Jesus smiles. "You told me you collected them when you were a kid."
Aaron laughs. "Yeah. But I used to hide my condoms in my card boxes, not the other way around."
"Come on." Jesus jerks his head toward the back of the truck.
When Aaron gets to the bed, he see it's overflowing to the point that Jesus has had to tie the stuff down with three bungee cords. There's six red, five-gallon gas cans, a large blue Dillion precision reloading press, several boxes containing bottles of gunpowder, at least twenty firearms, and lots of green metal cases full of – "Ammo?" Aaron asks hopefully.
"Some have ammo, and some have reloading bullets and some just have spent brass. With the press we can reload. Between the existing ammo and what we can make…I think we're talking 4,000 rounds. Each. Of three different calibers."
"Where in the - "
"- I went to all the other vineyards in a ten-mile radius."

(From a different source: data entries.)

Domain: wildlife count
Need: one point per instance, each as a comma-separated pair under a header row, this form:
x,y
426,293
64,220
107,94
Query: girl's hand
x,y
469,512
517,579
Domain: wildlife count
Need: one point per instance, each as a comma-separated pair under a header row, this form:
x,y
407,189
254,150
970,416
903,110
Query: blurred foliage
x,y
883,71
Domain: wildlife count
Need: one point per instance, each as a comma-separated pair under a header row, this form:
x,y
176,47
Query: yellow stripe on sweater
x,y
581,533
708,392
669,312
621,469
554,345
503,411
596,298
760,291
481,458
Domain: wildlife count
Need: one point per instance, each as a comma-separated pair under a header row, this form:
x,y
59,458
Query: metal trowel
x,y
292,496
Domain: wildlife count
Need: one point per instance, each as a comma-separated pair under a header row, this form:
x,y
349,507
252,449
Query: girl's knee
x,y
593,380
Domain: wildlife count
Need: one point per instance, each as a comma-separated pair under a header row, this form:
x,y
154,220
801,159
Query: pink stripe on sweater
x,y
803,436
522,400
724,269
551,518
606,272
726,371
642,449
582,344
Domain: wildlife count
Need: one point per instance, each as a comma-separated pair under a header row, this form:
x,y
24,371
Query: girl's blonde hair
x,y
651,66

"But Dead End looted them all," Aaron says.
"I found a false wall in the main house of one of them. And all of this was behind it. They missed it."
Aaron smiles and shakes his head.
"There's more in the cab," Jesus tells him. "More guns. Matches, kerosene, and bottled water."
"Did you find any prenatal vitamins?" Aaron asks.
"Not at that vineyard, but in three of the houses in Bluemont, I did. I got enough for twenty months for Javier's niece."
"I don't think she's an elephant," Aaron says.
Jesus chuckles. "Well, we can always use vitamins."
"Yeah," Aaron tells him. "For Michonne."
Jesus's eyebrow goes up under his black knit cap. "I miss all the gossip."